En matière de haïkus japonais, Kaneko Tôta fut sans doute l'auteur contemporain le plus important, traversant le vingtième siècle, et ses diverses évolutions esthétiques nippones (1).
Au-delà
de son activité de haïjin, il tira de son expérience de la guerre les
fondements de sa volonté de résistance à l'iniquité et de son engagement
en société : syndicaliste pendant sa vie professionnelle, il apporta
notamment son soutien aux mouvements pacifistes et de lutte contre le
nucléaire après l'accident de Fukushima.
Naturellement, il calligraphia le slogan de ralliement des mouvements de protestations actuels "Abe seiji wo yurusanai" :
(lors d'un voyage en septembre 2017 - Nakano, quartier de Tokyo)
Ce
sont les événements de ces dernières années qui l'incitèrent à rédiger
et publier ses mémoires en 2016, sans doute avec la motivation de
transmettre par son expérience cet esprit de résistance face aux
résurgences des démons de la société japonaise.
Le livre "Cet été-là j'étais soldat", traduit par Laurent Mabesoone (un de ses disciples) et publié par les éditions Pippa en 2018, est ainsi une porte ouverte sur la vie et l'oeuvre de cet auteur encore méconnu en France et pourtant essentiel.
Enrichie
de cartes, photos, d'un glossaire et d'un index de noms et prénoms,
l'édition est didactique autant que possible et présente quelques haïkus
du maître en japonais en caractères imprimés (et non les difficilement
lisibles calligraphies pour un apprenant du japonais lambda), puis
romajis (pour la musicalité du texte) avant sa traduction.
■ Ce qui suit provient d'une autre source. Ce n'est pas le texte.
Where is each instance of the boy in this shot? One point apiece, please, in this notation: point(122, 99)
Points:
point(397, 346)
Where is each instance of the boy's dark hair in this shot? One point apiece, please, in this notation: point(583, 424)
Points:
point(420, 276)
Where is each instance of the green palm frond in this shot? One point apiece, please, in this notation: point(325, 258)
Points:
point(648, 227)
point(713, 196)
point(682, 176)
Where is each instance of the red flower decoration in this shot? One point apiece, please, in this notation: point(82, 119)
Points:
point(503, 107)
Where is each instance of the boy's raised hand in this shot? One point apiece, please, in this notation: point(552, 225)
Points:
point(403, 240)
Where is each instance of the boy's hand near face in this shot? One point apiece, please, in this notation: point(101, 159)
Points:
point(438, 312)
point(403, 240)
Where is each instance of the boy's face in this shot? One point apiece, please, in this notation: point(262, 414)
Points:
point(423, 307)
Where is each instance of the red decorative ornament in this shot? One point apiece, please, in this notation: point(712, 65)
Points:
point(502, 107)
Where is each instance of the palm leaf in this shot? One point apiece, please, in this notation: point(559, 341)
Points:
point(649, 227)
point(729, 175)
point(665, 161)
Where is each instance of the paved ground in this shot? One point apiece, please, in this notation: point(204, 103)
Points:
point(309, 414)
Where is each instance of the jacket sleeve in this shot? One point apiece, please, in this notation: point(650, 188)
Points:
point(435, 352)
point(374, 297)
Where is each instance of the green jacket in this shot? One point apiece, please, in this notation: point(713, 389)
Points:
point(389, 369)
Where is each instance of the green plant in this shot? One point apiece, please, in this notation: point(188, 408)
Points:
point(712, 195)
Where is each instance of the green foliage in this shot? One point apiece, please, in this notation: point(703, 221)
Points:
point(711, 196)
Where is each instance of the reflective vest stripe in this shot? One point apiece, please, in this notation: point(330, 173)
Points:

Ce qui est un
point essentiel selon moi pour une bonne édition de haïkus.
J'éprouve cependant un léger regret avec le caractère partiel de cette biographie (j'aurais apprécié une édition complète).
Je conclurai cette brève chronique avec un extrait des 40 haïkus de ces dernières années :
雪積めど放射能あり流離かな
Yuki tsumedo hôshanô ari ryûri kana
Sous la neige,
Toujours là, la radioactivité.
Exode.
(1)
Personnellement, son livre de haïkus pour débutants "haiku nyûmon" (en
japonais) m'accompagne depuis longtemps dans ma pratique de composition.